Similarly, a natural delivery at BMC and Tufts has a median price of $4,100 — standing $400 below the state average — while the same service costs $5,100 at MGH.

But the attorney general’s office found that higher prices do not necessarily mean better service or quality of care. “Our results indicate that there is no correlation between price and quality, and certainly not the positive correlation between price and quality we would expect to see in a rational value-based health care market,” it concluded.

According to the HCQCC, for example, coronary artery bypass surgery — an operation to fix clogged arteries in the heart — yields the same-quality results at BMC, MGH, and Tufts.

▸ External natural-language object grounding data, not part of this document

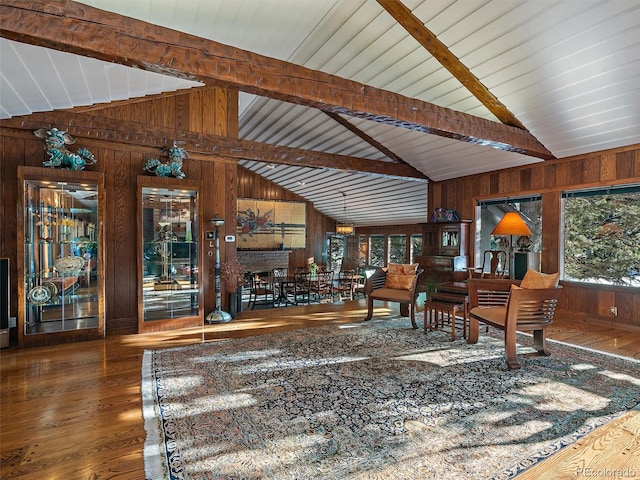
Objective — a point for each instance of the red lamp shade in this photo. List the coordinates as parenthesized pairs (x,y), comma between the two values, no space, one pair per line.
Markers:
(511,224)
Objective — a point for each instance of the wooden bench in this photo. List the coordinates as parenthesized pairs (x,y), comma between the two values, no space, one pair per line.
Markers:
(495,303)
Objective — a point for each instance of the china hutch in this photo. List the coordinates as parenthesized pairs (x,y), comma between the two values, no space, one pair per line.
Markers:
(60,259)
(445,252)
(169,283)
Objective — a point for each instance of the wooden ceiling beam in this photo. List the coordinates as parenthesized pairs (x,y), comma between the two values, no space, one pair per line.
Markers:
(83,30)
(448,60)
(370,140)
(201,145)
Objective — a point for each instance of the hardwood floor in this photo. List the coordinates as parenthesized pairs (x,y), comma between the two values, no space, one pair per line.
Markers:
(74,411)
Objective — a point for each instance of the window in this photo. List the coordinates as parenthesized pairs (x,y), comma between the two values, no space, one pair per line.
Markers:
(416,246)
(397,248)
(602,236)
(362,250)
(491,212)
(336,252)
(376,251)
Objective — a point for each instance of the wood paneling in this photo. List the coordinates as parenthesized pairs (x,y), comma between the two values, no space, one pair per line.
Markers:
(550,179)
(209,111)
(251,185)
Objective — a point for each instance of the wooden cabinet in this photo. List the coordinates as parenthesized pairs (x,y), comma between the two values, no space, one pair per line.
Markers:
(169,266)
(445,257)
(60,256)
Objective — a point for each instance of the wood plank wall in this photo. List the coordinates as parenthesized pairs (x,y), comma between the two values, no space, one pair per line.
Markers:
(550,179)
(221,182)
(251,185)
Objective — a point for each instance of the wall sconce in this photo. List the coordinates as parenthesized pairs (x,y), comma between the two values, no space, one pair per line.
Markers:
(218,315)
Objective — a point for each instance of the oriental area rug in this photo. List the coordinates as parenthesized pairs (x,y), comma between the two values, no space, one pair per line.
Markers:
(371,400)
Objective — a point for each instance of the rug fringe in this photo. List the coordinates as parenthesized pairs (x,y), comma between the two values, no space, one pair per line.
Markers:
(153,457)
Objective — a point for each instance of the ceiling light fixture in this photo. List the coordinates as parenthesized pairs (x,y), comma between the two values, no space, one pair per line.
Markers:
(346,227)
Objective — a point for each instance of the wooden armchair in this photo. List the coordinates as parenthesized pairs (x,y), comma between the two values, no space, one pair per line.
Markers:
(494,302)
(495,264)
(376,288)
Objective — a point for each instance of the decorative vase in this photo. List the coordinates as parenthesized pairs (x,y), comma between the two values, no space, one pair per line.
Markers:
(233,304)
(239,299)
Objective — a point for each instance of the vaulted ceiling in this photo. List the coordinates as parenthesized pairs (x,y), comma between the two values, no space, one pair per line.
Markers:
(435,89)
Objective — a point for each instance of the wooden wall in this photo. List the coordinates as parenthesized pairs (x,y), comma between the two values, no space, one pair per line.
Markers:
(220,180)
(551,178)
(251,185)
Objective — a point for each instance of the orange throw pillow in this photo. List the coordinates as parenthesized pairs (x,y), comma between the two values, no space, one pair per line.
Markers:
(403,268)
(534,279)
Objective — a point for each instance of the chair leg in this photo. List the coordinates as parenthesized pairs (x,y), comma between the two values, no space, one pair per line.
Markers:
(473,330)
(540,342)
(510,352)
(369,308)
(412,307)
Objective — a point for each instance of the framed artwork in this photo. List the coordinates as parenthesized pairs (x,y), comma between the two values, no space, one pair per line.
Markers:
(271,224)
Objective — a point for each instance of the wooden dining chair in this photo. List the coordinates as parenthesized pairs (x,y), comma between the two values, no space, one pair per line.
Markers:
(302,287)
(260,292)
(345,285)
(495,264)
(322,285)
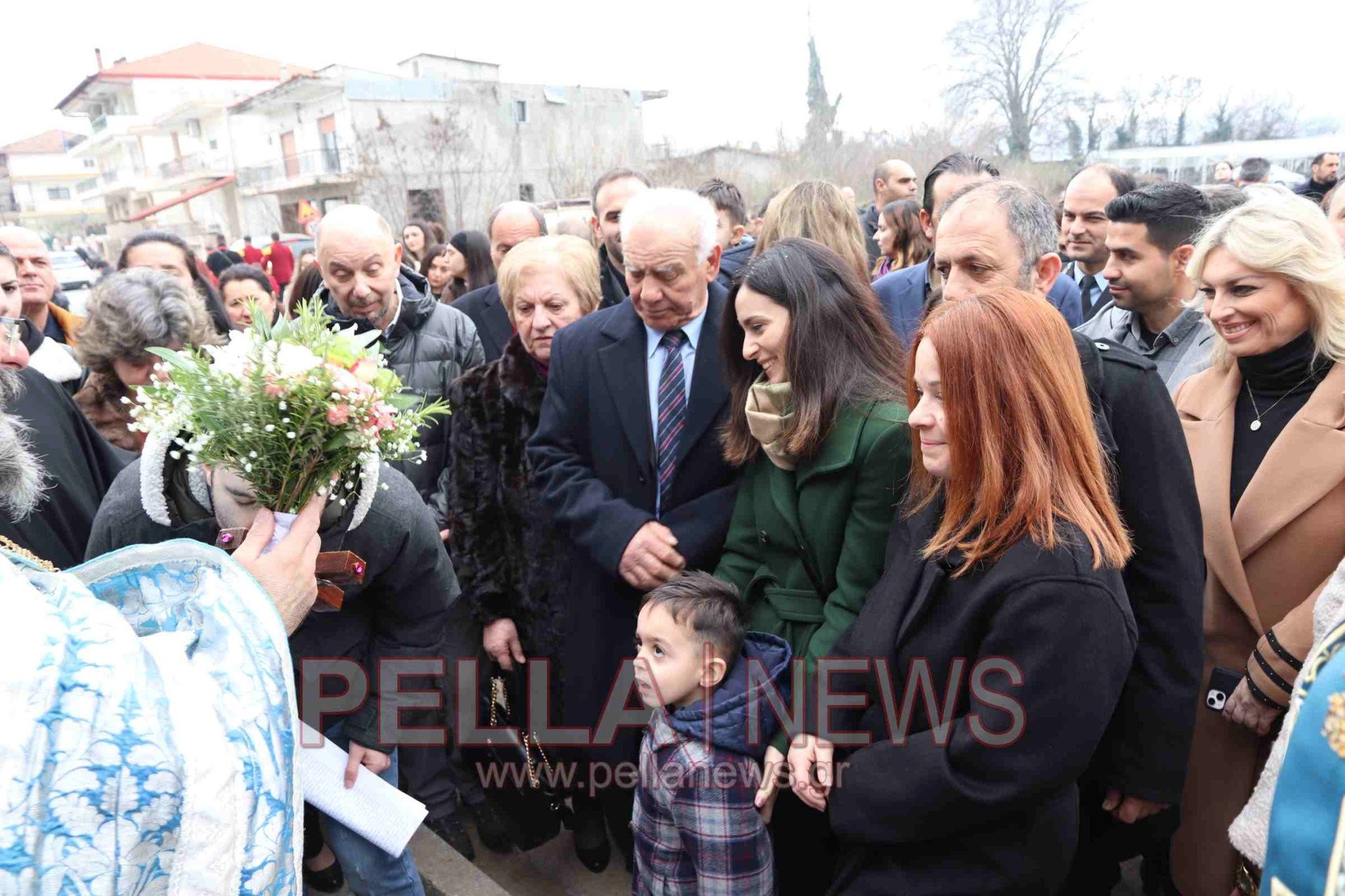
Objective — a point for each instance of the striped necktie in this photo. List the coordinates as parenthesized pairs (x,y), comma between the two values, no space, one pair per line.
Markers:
(671,408)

All three hospitals were ranked as performing at the state-average level.

But the median cost of this operation at MGH is $54,000, while only $40,000 at Tufts and $29,500 at BMC. The state median is $44,000.

Depending on an individual’s coverage, the price differences in this type of major operation could determine whether the upper limit of insurance is exceeded or not.

There is a 180 percent difference between the highest and lowest paid hospitals under contract with Blue Cross Blue Shield in Massachusetts (Partners HealthCare Nantucket Cottage and Athol Memorial Hospital, respectively), and a 224 percent difference in payments to physicians.

The report also found that hospital prices are not related to the sickness of the patients, their use of Medicaid or Medicare, the complexity of procedures performed, whether the hospital is a teaching or research institution, or actual hospital costs.

Instead, the report explained, “price variations are correlated to market leverage” wielded by each hospital.

This means that prestigious hospitals, like those affiliated with Partners HealthCare such as MGH and Brigham and Women’s, can use their clout to demand higher pay from insurance companies — and receive it.

And this above all else, the attorney general concluded, is the cause of rising health care costs in the Commonwealth. According to the report, large “brand name” hospitals dominate the health care market by using their financial leverage to win more pay from insurance companies.

The rise of these negotiated prices constituted the greatest increase in health care costs in the past few years —not the cost of procedures or overhead.

The report was discussed earlier this year at a series of public hearings examining the rising cost of health care in Massachusetts. At the hearings, Partners HealthCare officials disagreed with the attorney general’s conclusions and denied that their practices were responsible for driving up health care costs in the Commonwealth.

Thomas Glynn, chief operating officer at Partners, said at the time that its hospitals charge more to compensate for inadequate Medicaid and Medicare payments from the government.